Pemerintah akan Segera Keluarkan Perpres Kemiskinan
Rabu, 27 Apr 2005 12:38 WIB
Jakarta - Pemerintah dalam waktu dekat akan segera mengeluarkan peraturan presiden (Perpres) tentang penanggulangan kemiskinan. Bappenas sejauh ini sudah menyelesaikan draft Perpres tersebut dan akan dibahas di sidang kabinet."Itu sudah final, kita tinggal mencari waktu untuk membahas di sidang kabinet," kata Menneg PPN/Kepala Bappenas Sri Mulyani disela-sela konferensi nasional Penanggulangan Kemiskinan di Gedung Danapala Departemen Keuangan, Jakarta, Rabu (27/4/2005).
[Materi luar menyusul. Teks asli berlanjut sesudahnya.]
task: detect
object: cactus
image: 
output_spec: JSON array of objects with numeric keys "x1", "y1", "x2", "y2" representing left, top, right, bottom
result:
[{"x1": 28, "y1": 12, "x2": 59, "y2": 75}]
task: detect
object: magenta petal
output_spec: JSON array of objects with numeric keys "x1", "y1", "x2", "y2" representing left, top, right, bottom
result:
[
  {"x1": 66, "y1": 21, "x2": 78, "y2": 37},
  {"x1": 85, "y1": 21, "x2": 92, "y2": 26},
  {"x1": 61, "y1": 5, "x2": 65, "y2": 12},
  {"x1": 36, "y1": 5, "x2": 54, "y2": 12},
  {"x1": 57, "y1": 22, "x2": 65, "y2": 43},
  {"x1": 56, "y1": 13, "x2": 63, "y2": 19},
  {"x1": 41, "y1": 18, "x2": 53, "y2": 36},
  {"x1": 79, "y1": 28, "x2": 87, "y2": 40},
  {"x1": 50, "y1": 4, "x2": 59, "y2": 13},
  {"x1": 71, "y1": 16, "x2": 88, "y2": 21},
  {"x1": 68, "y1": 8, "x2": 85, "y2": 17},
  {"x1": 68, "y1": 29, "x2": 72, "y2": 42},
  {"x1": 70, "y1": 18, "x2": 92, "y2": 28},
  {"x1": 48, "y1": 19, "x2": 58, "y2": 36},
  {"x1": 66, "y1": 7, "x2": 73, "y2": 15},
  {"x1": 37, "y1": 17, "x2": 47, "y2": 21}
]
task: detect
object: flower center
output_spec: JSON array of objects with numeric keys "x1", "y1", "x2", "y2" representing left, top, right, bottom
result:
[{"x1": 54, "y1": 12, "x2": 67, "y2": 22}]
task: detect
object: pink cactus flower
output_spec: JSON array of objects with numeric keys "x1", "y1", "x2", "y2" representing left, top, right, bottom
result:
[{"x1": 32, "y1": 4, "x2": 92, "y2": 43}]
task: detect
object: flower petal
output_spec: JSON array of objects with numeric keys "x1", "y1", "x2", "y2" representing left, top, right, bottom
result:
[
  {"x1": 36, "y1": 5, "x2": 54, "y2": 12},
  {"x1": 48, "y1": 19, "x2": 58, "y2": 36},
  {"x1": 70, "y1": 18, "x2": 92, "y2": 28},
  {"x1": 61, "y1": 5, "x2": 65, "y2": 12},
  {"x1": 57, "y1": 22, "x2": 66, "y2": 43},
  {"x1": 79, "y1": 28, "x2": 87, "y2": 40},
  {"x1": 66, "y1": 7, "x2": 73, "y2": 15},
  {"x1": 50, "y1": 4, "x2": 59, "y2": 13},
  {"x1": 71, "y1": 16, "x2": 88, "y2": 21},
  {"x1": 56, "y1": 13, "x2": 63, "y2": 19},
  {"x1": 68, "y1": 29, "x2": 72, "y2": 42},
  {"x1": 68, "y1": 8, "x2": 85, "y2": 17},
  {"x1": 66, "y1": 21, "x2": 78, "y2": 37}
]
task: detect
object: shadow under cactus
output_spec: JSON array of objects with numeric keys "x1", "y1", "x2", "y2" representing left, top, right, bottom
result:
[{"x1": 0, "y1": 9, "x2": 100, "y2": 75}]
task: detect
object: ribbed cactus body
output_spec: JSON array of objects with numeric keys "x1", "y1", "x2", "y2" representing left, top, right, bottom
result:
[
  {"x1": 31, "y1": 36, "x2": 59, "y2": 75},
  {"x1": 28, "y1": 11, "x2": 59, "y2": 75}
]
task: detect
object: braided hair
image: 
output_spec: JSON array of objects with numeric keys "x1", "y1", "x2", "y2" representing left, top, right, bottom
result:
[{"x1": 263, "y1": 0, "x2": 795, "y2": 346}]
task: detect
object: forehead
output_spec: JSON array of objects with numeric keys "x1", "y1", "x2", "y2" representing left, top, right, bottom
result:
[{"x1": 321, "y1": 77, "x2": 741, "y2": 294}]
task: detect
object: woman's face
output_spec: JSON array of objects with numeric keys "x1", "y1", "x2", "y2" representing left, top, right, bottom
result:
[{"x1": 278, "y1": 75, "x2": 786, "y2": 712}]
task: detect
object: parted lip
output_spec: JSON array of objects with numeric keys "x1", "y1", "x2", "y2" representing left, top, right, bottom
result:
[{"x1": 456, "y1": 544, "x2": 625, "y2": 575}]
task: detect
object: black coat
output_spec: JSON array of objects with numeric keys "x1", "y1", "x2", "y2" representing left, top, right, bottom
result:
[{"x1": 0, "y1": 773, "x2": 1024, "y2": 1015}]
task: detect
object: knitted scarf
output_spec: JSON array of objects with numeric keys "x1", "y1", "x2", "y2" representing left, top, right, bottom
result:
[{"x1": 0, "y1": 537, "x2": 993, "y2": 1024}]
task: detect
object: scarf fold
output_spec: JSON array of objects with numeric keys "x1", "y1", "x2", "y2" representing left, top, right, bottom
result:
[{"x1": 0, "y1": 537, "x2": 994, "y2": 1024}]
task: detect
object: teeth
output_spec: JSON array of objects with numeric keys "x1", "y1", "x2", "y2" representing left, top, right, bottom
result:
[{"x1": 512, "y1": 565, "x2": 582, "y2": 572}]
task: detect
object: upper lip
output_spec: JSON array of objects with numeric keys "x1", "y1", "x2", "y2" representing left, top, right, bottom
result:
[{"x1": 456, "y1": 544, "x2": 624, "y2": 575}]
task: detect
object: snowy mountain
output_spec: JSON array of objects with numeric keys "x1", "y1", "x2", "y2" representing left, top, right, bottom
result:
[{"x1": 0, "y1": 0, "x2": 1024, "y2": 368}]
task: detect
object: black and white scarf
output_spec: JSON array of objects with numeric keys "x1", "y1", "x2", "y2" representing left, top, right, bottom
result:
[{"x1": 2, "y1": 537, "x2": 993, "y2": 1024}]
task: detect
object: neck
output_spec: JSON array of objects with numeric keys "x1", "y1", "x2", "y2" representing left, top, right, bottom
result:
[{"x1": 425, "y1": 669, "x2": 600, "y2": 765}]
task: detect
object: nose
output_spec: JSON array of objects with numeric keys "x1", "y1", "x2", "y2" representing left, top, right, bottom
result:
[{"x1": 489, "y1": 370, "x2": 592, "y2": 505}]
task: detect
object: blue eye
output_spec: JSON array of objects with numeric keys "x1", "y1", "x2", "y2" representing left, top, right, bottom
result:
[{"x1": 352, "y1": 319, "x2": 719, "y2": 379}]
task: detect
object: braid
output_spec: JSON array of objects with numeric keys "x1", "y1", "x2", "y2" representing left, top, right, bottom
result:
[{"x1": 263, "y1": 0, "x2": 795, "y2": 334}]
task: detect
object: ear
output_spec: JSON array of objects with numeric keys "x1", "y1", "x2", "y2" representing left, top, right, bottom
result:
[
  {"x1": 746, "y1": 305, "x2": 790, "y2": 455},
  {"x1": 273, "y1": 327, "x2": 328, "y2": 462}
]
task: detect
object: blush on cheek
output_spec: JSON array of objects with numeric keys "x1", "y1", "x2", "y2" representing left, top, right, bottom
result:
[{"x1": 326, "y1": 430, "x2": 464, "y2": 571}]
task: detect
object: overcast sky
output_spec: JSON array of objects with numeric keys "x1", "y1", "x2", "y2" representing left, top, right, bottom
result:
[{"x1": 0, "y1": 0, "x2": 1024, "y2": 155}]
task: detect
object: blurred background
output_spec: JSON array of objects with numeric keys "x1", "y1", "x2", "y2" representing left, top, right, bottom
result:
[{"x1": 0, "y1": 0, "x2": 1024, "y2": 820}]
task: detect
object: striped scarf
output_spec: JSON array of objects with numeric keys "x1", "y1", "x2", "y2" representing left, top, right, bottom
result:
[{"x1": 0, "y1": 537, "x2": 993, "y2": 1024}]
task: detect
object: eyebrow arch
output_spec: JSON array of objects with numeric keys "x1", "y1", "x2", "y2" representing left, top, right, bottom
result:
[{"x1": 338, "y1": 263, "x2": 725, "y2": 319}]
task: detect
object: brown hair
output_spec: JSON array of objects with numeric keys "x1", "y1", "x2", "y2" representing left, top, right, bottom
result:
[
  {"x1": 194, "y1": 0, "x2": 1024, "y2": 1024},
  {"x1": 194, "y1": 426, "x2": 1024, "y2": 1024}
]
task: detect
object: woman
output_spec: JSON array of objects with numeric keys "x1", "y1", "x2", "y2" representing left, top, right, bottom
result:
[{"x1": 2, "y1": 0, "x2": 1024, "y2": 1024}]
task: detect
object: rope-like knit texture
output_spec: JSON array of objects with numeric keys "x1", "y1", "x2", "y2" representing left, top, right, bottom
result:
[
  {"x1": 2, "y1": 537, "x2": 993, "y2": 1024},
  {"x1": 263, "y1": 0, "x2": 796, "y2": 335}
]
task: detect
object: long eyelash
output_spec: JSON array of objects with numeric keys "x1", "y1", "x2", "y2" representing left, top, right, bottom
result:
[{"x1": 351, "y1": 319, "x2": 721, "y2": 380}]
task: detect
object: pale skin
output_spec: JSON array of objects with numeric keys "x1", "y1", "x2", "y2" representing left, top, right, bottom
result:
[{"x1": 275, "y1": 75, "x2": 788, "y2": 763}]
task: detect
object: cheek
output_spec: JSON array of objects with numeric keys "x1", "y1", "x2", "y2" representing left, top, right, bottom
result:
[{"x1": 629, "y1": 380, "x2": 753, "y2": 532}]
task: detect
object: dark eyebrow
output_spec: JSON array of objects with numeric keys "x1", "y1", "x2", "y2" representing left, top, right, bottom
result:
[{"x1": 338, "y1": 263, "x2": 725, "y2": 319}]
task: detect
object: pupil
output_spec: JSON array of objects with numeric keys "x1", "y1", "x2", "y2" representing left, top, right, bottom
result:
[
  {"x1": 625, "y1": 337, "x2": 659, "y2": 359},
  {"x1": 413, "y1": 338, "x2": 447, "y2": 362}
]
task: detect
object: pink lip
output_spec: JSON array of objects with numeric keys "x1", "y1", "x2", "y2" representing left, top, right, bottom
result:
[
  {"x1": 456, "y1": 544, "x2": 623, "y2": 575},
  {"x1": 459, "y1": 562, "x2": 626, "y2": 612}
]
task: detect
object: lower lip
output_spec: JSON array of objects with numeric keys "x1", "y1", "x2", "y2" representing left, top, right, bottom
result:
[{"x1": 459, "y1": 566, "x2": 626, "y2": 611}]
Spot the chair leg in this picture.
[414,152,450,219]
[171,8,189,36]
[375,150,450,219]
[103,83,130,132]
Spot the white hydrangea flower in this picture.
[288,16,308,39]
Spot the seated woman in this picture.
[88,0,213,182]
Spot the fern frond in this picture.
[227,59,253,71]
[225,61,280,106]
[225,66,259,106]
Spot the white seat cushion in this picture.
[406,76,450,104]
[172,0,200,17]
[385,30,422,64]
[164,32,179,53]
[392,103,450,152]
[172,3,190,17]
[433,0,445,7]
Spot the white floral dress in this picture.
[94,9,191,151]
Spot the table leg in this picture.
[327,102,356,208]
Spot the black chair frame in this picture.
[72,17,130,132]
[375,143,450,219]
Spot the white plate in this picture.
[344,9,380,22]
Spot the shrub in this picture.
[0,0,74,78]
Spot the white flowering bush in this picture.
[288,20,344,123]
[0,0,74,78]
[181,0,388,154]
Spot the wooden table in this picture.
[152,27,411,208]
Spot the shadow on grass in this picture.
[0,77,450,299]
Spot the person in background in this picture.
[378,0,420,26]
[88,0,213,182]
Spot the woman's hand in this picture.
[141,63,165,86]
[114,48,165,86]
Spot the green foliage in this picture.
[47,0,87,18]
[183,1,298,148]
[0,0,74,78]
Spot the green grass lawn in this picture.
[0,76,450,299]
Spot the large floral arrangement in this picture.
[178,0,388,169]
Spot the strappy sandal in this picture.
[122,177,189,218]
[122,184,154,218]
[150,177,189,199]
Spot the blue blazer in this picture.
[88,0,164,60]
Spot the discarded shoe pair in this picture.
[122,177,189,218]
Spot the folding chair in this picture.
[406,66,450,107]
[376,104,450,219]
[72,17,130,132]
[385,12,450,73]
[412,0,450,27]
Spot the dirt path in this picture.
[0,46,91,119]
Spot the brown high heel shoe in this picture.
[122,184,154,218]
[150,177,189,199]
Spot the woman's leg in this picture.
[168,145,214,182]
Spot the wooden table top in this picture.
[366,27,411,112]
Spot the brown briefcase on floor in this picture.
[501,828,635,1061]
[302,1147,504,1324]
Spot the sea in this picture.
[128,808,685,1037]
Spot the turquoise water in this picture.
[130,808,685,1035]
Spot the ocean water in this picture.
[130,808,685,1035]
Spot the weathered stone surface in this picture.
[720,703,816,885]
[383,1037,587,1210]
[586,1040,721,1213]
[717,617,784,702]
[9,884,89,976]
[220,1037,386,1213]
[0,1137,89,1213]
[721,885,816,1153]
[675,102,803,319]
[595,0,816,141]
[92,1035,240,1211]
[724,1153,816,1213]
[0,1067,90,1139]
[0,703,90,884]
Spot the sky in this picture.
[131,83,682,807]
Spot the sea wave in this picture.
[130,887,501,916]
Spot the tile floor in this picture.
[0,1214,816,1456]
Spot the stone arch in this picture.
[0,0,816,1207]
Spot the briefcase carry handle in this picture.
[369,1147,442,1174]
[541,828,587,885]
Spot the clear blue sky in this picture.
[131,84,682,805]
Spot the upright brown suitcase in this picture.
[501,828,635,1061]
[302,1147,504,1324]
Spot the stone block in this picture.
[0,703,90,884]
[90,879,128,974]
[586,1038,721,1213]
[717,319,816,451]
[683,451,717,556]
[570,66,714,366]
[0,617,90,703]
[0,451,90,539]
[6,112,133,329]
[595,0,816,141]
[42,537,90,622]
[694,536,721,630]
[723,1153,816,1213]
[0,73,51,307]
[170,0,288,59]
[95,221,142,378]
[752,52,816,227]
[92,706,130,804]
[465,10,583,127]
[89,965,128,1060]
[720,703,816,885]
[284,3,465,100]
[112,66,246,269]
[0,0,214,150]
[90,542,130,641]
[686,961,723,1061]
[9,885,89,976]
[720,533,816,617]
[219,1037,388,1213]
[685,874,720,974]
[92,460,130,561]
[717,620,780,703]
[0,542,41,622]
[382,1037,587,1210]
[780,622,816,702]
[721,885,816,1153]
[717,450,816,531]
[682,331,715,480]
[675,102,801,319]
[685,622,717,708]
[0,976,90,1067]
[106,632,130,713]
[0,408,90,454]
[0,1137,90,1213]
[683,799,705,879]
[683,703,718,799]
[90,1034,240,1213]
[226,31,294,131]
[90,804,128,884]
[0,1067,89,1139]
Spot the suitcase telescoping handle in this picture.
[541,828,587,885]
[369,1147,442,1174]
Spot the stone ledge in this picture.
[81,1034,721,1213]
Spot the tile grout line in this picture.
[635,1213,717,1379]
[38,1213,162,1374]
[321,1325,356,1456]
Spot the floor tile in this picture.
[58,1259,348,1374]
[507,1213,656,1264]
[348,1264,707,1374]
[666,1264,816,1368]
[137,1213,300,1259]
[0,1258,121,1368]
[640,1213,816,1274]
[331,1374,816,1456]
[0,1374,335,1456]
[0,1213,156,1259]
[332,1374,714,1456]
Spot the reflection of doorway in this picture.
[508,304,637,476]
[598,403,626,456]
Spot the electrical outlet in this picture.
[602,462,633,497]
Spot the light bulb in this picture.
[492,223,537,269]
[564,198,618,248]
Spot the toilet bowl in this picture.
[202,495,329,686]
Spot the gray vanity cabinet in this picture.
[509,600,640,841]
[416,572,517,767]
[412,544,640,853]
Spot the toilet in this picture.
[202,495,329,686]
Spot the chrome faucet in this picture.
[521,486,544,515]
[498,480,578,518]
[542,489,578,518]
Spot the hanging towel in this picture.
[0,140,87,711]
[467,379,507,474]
Menurut Sri Mulyani, dalam rencana pembangunan jangka menengah atau RPJM, Bappenas juga telah memasukan strategi nasional penanggulangan kemiskinan yang akan difokuskan pada pendidikan dan kesehatan. Disamping juga menyangkut kebutuhan dasar masyarakat seperti infrastruktur, sanitasi, lingungan, gender dan lain-lain.Sri Mulyani juga menyebutkan, pada tahun 2005 ini pemerintah juga telah menunjukan keberpihakannya pada sektor pendidikan dan kesehatan sebagai salah satu fokus dalam upaya penanggulangan kemiskinan. "Untuk tahun 2006 akan terus diakselerasikan, dengan tetap memprioritaskan pendidikan dan kesehatan tersebut," ujarnya. Oleh karenanya, lanjut Sri Mulyani, dirinya merasa optimis janji wapres pada tiga tahun ke depan bahwa tidak ada lagi sekolah yang roboh maupun puskesmas yang tidak ada obat dan dokternya dapat terealisir.Bappenas terus memonitor sumber-sumber pembiayaan, dimana sumber pembiayaan lebih diarahkan pada upaya untuk meningkatkan penerimaan dalam negeri yang berupa pajak maupun non pajak. "Kenaikan penerimaan cukai masuk dalam skenario demikian juga RPJM menekankan perlunya menaikkan tax ratio," katanya.Menyangkut realisasi kenaikan cukai, Sri Mulyani mengaku belum bisa memastikan apan akan diberlakukan karena hal itu secara teknis akan dibahas oleh Menteri Keuangan. Selain pajak dan cukai juga dicari sumber pendanaan lain, yang melibatkan donor internasional.